This is an interesting article and harkens back to past posts I’ve made on the credit crunch and finance industry in Australia.
Australian finance industry participants have operated in a cone of silence for years. Ever since de-regulation in the late `80’s, banking and finance in this country has become a more and more exclusive environment. You’re either a member of an elite club, ie: one of the majors, or you’re on the outer looking in. Some of those who wound up on the outer, such as St George, Suncorp, Bank of Queensland to mention a couple, decided they wanted in and so went around buying up the odd outsider, eventually getting big enough to qualify for membership. The divide these days is as broad as it’s ever been. The only barrier to it becoming a yawning chasm is the ‘Four Pillars’ policy.

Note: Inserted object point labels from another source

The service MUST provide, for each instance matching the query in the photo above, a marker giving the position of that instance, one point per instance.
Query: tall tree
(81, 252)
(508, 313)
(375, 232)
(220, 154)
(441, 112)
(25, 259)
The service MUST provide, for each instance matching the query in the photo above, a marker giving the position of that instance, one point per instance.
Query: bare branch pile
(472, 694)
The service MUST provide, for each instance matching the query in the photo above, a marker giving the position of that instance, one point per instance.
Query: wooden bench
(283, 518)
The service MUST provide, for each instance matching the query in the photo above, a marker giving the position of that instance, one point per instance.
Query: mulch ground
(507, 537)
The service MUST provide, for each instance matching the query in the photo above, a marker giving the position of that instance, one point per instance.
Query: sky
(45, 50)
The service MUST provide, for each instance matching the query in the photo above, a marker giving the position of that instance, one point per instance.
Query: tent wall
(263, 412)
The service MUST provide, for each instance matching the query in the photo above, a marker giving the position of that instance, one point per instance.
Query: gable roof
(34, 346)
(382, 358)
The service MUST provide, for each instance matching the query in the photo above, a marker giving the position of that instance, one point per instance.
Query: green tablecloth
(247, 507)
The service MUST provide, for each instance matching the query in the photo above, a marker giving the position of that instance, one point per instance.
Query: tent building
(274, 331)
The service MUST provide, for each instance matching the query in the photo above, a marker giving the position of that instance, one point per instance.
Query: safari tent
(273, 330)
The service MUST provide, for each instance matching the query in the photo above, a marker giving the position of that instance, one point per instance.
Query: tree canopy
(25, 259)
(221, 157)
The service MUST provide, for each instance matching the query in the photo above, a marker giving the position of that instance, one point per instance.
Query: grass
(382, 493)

Google ‘four pillars policy’ and you’ll get a slew of stories over the past decade where each of the four pillars – Commonwealth Bank, ANZ, Westpac and NAB – will complain bitterly about it, or in the case of the CBA, praise it. Each has a rationale for it’s position. I find it extraordinary that this four pillars policy can still exist in an environment where market forces are mooted to be the be-all and end-all in self-regulation of any industry. Former governor of the Reserve Bank of Australia, Ian Macfarlane said as much. If indeed that is the case, why then does the four pillars policy still exist?
I’d suggest that the four pillars still exist as a regulatory mechanism, as opposed to a market restraint. It’s both, clearly, but primarily, I’d say it’s a regulatory mechanism because it limits the capacity of each pillar to grow. That has to be a good thing in the longer run. Were the policy not in place, Australian finance would be dominated by either a monopoly or duopoly of major institutions of massive capacity and by inference, control over the industry. When one considers the difficulties each pillar has managed to expose themselves to in relation to the US sub-prime business, most of which have only been alluded to through higher than RBA-sanctioned rate rises over recent months, it doesn’t take much imagination to consider the depths to which a truly massive finance house could fall were such a beast allowed to exist.
So, my question is, why do we still have a regulatory body in the Australian Prudential Regulatory Authority, if major finance houses which said body is meant to be keeping a prudential eye on, as it’s name implies, can manage to get themselves into difficulties which wind-up costing Australian tax-payers more than shareholders. We haven’t seen the real meat of the sub-prime fallout as yet, and may not for another twelve months or more. The hammer of monetary policy is currently being applied to the Australian economy, and utilised by the major finance houses as a vehicle to recover losses incurred through that crisis. Now we are starting to see the fruit of imprudent lending practices, or ‘investments’ by major finance houses into organisations like MFS, Centro and Allco starting to surface. Where has APRA been all this time?
Is it time for more reform in Australia’s domestic finance industry? Is it time to end the Four Pillars Policy? Is it time to bring in more relevant regulation to encourage prudency in financial dealings? I’m of the opinion that it’s past time. I wonder what others with more of an economic bent might think?